Rust code showing how wit-bindgen can be used for the parser interface

From there we just need to implement the tokenizing and parsing logic for our language of choice. I chose to use JSON since it is simple and practical. The source code for this is available on GitHub but is too long to cover in this article.

Consuming the Interface

Now that we have defined a simple Embeddable WASM Parser interface and implemented it for a language, it’s time to use that implementation to do something useful.

EWP Tool Example

There are a wide variety of things you could do with the ability to parse arbitrary languages, but in the spirit of keeping things simple our example is just going to print the parse tree in a nice format.

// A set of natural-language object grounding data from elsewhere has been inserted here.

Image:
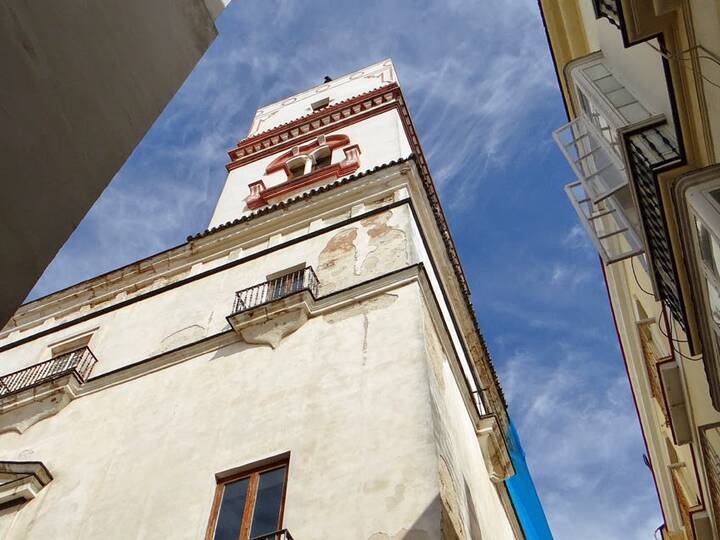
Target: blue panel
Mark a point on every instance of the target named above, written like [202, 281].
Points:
[522, 492]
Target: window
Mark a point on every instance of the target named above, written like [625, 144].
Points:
[706, 209]
[288, 281]
[249, 505]
[322, 157]
[298, 166]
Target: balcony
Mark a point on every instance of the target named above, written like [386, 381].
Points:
[267, 312]
[710, 444]
[282, 534]
[600, 195]
[649, 148]
[78, 363]
[32, 394]
[275, 289]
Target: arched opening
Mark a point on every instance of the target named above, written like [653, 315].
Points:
[322, 157]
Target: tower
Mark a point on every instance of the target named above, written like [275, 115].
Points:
[307, 367]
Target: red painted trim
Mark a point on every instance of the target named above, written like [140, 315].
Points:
[632, 391]
[332, 141]
[267, 147]
[344, 168]
[330, 109]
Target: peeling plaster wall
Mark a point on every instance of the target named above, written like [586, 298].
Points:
[346, 394]
[471, 506]
[341, 258]
[382, 446]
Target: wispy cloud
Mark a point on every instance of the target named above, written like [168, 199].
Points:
[481, 87]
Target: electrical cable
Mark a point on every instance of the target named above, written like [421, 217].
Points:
[667, 55]
[671, 339]
[632, 265]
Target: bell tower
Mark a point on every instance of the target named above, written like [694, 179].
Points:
[307, 367]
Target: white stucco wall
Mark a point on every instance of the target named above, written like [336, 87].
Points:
[640, 68]
[198, 309]
[381, 139]
[340, 89]
[346, 395]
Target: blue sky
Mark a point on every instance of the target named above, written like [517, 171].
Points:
[482, 91]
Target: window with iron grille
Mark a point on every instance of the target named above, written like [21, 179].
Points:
[249, 505]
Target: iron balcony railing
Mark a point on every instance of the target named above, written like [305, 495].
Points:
[79, 362]
[649, 149]
[710, 443]
[274, 289]
[609, 10]
[282, 534]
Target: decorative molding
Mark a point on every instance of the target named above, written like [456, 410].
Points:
[21, 481]
[328, 119]
[494, 448]
[269, 323]
[261, 196]
[20, 411]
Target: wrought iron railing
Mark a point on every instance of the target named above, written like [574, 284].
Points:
[79, 362]
[274, 289]
[651, 367]
[650, 149]
[609, 10]
[710, 443]
[282, 534]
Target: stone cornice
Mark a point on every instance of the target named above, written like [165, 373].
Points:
[160, 271]
[331, 118]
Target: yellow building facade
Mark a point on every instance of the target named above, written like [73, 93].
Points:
[641, 84]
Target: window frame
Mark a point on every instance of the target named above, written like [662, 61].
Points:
[252, 473]
[703, 207]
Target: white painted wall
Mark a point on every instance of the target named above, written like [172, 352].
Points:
[346, 394]
[381, 139]
[340, 89]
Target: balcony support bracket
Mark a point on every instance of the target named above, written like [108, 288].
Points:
[270, 323]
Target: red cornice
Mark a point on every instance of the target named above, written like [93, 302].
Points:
[323, 121]
[261, 196]
[332, 141]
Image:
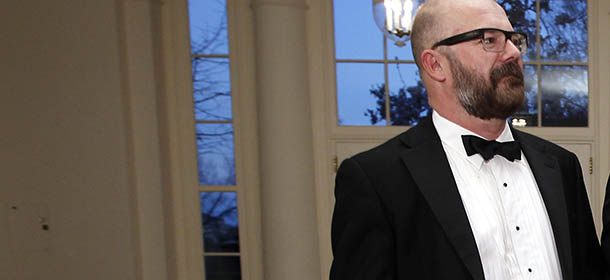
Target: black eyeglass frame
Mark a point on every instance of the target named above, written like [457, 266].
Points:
[479, 34]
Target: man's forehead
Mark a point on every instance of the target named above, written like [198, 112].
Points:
[464, 15]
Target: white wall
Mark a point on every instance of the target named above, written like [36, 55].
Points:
[67, 143]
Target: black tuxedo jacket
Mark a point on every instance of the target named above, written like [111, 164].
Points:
[399, 215]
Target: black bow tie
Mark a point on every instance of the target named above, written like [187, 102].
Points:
[487, 149]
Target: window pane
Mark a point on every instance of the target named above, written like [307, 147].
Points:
[563, 30]
[215, 154]
[399, 53]
[529, 110]
[222, 268]
[356, 35]
[408, 98]
[219, 221]
[211, 88]
[360, 91]
[522, 15]
[565, 99]
[208, 26]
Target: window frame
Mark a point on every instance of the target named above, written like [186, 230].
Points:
[183, 203]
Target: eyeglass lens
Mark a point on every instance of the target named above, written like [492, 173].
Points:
[495, 41]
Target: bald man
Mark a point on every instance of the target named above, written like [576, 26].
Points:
[463, 195]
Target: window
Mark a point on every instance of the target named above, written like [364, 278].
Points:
[378, 83]
[214, 125]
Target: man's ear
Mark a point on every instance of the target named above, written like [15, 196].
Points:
[433, 67]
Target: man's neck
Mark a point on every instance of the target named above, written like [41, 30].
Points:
[490, 129]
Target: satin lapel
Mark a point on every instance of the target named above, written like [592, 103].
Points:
[548, 177]
[433, 176]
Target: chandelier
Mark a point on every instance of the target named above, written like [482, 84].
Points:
[395, 18]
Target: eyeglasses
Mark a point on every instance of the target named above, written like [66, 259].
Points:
[493, 39]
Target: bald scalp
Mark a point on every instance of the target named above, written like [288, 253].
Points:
[433, 22]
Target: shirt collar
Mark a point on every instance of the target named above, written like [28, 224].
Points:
[451, 136]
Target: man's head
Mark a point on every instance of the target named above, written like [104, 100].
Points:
[470, 70]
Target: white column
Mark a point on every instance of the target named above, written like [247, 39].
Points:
[290, 239]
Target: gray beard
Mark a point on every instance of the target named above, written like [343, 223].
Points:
[488, 99]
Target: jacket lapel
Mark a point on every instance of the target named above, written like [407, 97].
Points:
[548, 177]
[435, 180]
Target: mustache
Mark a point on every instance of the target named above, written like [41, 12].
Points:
[510, 68]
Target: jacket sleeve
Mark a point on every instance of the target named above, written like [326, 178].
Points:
[362, 238]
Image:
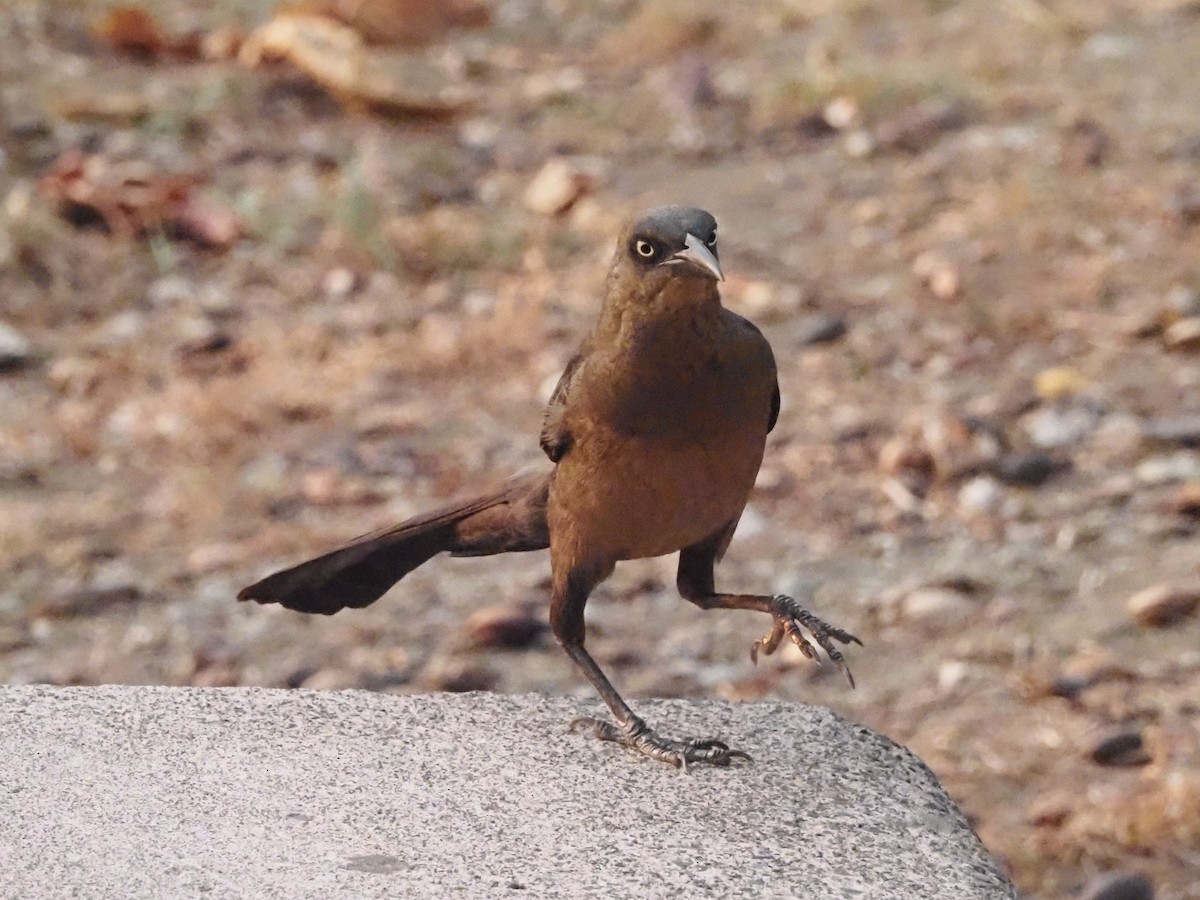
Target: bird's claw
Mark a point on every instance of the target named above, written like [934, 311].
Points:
[640, 737]
[790, 619]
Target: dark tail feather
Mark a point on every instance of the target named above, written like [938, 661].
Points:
[509, 521]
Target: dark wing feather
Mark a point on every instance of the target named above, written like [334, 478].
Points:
[556, 438]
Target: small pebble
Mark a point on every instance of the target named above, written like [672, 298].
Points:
[1181, 466]
[1059, 383]
[1051, 427]
[557, 187]
[937, 605]
[1163, 605]
[822, 328]
[1183, 430]
[1119, 886]
[1126, 748]
[509, 627]
[1183, 335]
[1030, 469]
[16, 351]
[981, 495]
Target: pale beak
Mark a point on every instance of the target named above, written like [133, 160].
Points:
[696, 256]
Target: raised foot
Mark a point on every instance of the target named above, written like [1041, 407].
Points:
[790, 619]
[640, 737]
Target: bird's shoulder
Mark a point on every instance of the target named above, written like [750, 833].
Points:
[556, 436]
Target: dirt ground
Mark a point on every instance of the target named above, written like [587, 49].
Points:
[970, 229]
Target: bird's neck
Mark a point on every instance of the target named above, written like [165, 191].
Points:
[683, 305]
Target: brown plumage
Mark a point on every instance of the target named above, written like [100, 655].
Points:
[657, 431]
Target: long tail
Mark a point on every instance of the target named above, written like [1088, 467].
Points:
[509, 521]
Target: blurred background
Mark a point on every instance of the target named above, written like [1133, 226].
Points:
[271, 279]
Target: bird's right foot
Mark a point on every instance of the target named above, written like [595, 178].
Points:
[790, 619]
[636, 735]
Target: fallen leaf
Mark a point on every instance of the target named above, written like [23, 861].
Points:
[133, 31]
[337, 58]
[131, 199]
[406, 23]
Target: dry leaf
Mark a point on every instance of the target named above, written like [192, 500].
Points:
[131, 198]
[336, 57]
[406, 23]
[133, 31]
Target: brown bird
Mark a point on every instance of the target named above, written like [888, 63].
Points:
[657, 431]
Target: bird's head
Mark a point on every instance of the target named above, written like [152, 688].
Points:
[664, 252]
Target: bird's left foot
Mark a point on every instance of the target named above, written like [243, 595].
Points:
[790, 619]
[640, 737]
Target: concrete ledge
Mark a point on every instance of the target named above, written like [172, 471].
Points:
[178, 792]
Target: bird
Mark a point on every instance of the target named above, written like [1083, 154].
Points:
[655, 432]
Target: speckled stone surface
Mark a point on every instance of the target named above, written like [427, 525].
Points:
[168, 792]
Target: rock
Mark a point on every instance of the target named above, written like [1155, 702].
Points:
[937, 605]
[1183, 335]
[907, 460]
[1183, 430]
[1182, 301]
[981, 495]
[84, 601]
[1119, 886]
[510, 627]
[1060, 382]
[1085, 145]
[1183, 205]
[1030, 469]
[841, 112]
[1060, 426]
[1181, 466]
[1187, 501]
[915, 129]
[557, 187]
[340, 282]
[821, 328]
[16, 351]
[939, 274]
[1163, 605]
[1126, 748]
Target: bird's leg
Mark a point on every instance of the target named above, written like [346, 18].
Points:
[630, 730]
[791, 619]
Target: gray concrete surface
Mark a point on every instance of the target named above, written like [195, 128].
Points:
[168, 792]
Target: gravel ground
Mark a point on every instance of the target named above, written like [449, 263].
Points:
[971, 232]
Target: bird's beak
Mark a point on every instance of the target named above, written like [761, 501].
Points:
[699, 257]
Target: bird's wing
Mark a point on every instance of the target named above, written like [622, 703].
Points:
[774, 396]
[556, 438]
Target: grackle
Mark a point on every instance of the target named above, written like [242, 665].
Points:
[657, 431]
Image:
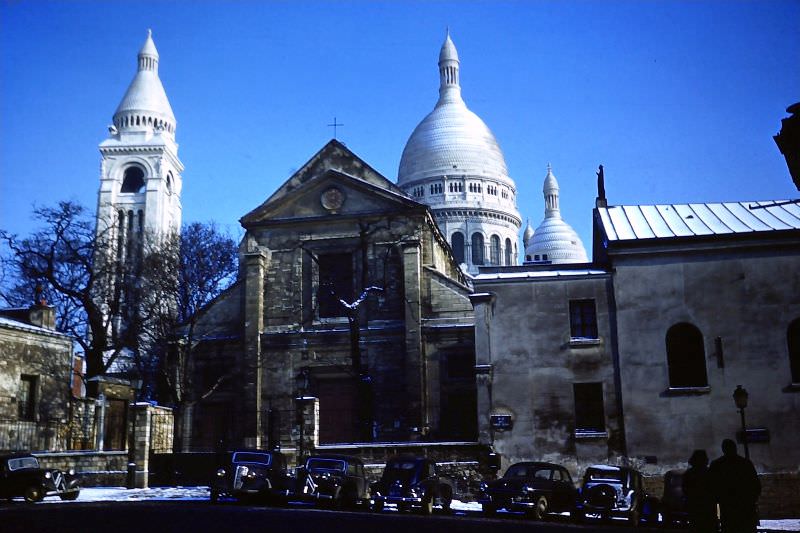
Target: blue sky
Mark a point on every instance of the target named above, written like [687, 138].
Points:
[678, 100]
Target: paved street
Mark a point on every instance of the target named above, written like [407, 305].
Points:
[194, 516]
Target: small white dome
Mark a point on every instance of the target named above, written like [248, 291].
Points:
[554, 240]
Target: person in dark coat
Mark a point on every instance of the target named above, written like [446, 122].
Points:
[699, 496]
[736, 488]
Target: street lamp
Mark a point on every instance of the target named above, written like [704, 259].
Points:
[301, 382]
[740, 399]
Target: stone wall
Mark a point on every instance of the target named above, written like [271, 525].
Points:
[95, 469]
[780, 493]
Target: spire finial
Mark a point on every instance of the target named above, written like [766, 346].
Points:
[148, 55]
[449, 86]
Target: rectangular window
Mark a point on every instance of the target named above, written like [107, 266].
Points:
[335, 283]
[26, 398]
[589, 413]
[582, 319]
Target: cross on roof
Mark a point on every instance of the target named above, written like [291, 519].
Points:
[335, 126]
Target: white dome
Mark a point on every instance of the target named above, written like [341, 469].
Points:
[453, 164]
[554, 240]
[145, 97]
[451, 140]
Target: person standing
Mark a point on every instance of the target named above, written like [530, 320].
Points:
[736, 488]
[699, 496]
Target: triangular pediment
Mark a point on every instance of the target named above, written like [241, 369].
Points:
[333, 182]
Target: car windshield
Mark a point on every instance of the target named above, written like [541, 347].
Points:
[597, 474]
[673, 481]
[402, 470]
[527, 471]
[330, 465]
[402, 466]
[22, 462]
[250, 457]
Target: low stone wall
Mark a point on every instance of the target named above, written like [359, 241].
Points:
[780, 493]
[95, 469]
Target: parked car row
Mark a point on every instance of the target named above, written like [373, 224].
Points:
[537, 489]
[334, 481]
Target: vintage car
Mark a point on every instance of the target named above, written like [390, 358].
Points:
[257, 475]
[333, 480]
[410, 481]
[532, 487]
[613, 491]
[21, 475]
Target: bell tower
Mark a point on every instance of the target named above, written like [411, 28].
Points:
[140, 173]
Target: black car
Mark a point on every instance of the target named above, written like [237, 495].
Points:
[535, 488]
[335, 480]
[613, 491]
[252, 474]
[410, 481]
[21, 475]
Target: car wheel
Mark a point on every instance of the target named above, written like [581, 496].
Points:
[33, 494]
[541, 508]
[427, 506]
[447, 500]
[634, 517]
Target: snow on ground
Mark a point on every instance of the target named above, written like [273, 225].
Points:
[107, 494]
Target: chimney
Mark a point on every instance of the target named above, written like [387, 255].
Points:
[40, 314]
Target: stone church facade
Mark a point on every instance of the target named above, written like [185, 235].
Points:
[350, 294]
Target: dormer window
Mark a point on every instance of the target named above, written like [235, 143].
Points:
[133, 182]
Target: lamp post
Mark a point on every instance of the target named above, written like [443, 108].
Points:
[136, 386]
[740, 399]
[301, 380]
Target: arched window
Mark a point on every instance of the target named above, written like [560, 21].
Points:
[495, 251]
[133, 181]
[793, 340]
[686, 358]
[477, 249]
[457, 241]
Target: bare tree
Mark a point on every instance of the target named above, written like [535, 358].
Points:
[74, 264]
[181, 277]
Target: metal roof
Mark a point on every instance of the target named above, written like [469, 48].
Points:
[635, 222]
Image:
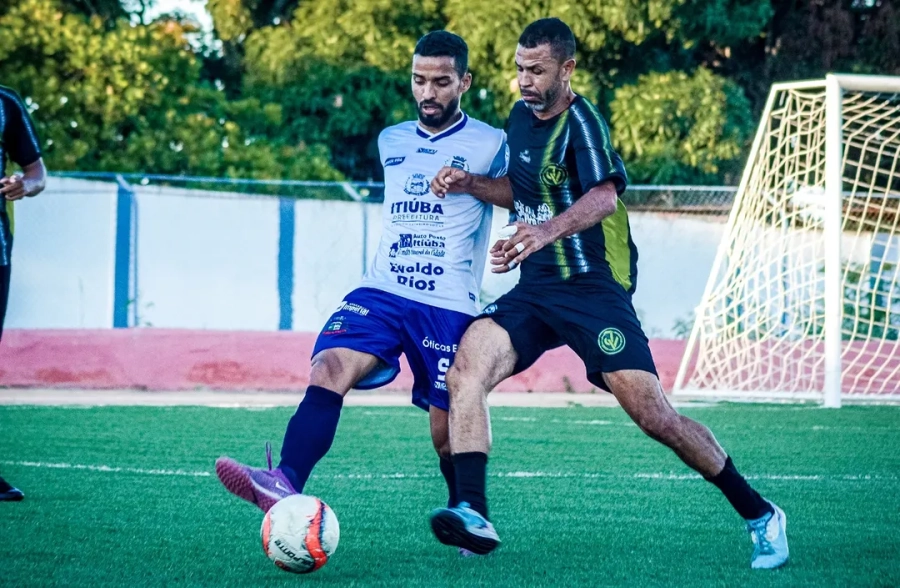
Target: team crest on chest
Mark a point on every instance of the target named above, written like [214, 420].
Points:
[417, 185]
[458, 162]
[554, 175]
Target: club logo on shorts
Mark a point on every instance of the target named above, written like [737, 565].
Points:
[611, 341]
[554, 175]
[417, 185]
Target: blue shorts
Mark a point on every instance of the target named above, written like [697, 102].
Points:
[386, 325]
[594, 316]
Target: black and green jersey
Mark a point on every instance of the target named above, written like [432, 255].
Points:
[552, 164]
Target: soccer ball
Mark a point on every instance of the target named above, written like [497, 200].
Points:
[299, 533]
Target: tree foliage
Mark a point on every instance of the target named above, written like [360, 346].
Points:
[301, 88]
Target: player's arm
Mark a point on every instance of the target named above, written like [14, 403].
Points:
[603, 179]
[493, 188]
[22, 145]
[30, 183]
[451, 180]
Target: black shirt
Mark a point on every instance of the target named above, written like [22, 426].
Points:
[18, 142]
[552, 164]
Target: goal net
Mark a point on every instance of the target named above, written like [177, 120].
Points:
[804, 296]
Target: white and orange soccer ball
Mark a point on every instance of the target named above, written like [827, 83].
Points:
[300, 533]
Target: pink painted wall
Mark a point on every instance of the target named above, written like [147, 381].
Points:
[168, 359]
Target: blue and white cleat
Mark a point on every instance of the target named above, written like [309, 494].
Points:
[769, 536]
[464, 528]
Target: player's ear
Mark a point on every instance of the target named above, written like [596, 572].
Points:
[466, 83]
[567, 68]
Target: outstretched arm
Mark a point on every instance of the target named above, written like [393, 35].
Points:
[31, 183]
[600, 202]
[451, 180]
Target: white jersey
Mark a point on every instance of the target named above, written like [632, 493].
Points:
[432, 249]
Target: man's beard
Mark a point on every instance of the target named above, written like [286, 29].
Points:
[440, 118]
[547, 99]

The tool will take in the path to a parser’s WASM file and the file to parse and print out the parse tree as an S-expression like so.

$ cargo run -- ../ewp_json.wasm ../test.json
(Object
    (LBrace)
    (Entry
        (String)
        (Colon)
        (Number)
    )
    (RBrace)
)

The tree-ewp tool being run to output a parenthesized parse tree

Using a Runtime

The tool is going to need to execute Embeddable WASM Parsers, which means it needs a runtime. We’ll use wasmtime which is an official project of the Bytecode Alliance, a non-profit foundation building Open Source implementations of the standard.

We’ll create a new crate called tree-ewp with dependencies for running and talking to our WASM runtime.

[package]
name = "tree-ewp"
version = "0.1.0"
edition = "2021"

[dependencies]
wasmtime = "0.33.0"
wit-bindgen-wasmtime = { ... }
...

The Cargo.toml file for the tree-ewp command line tool

In our code, we just instantiate the runtime, load and initialize our WASM file, execute the parse function, and then print the output.

// Set up WASMTIME
let engine = Engine::default();
let mut linker = Linker::new(&engine);
let mut store = Store::new(&engine, interface::Parser1Data {});

// Load and initialize our EWP module
let wat = fs::read(args.ewp_path)
    .expect("Could not read EWP WASM module file");
let module = Module::new(&engine, wat)
    .expect("Could not initialize module");
let result = interface::Parser1::instantiate(
            &mut store, &module,
            &mut linker, get_whole_store
    )
    .expect("Failed to instantiate interface");


// Read input file and parse it
let input = fs::read_to_string(args.input_path)
    .expect("Could not read pares input file");
let output = result.1.parse(&mut store, &input)
    .expect("Failed to run EWP");

printer::pretty_print(output);

The high level implementation of the tree-ewp tool using wasmtime

Printing S-expressions is done with a few recursive functions that keep track of the indentation. You can see how that’s done and the rest of the tree-ewp tool in the GitHub repo.

Wrap Up

WebAssembly is an incredibly promising technology enabling new levels of security and portability for code. Its modularity allows us to share code conforming to specified interfaces as a way to solve specific problems, and it can be used to create portable parsers that we can run anywhere.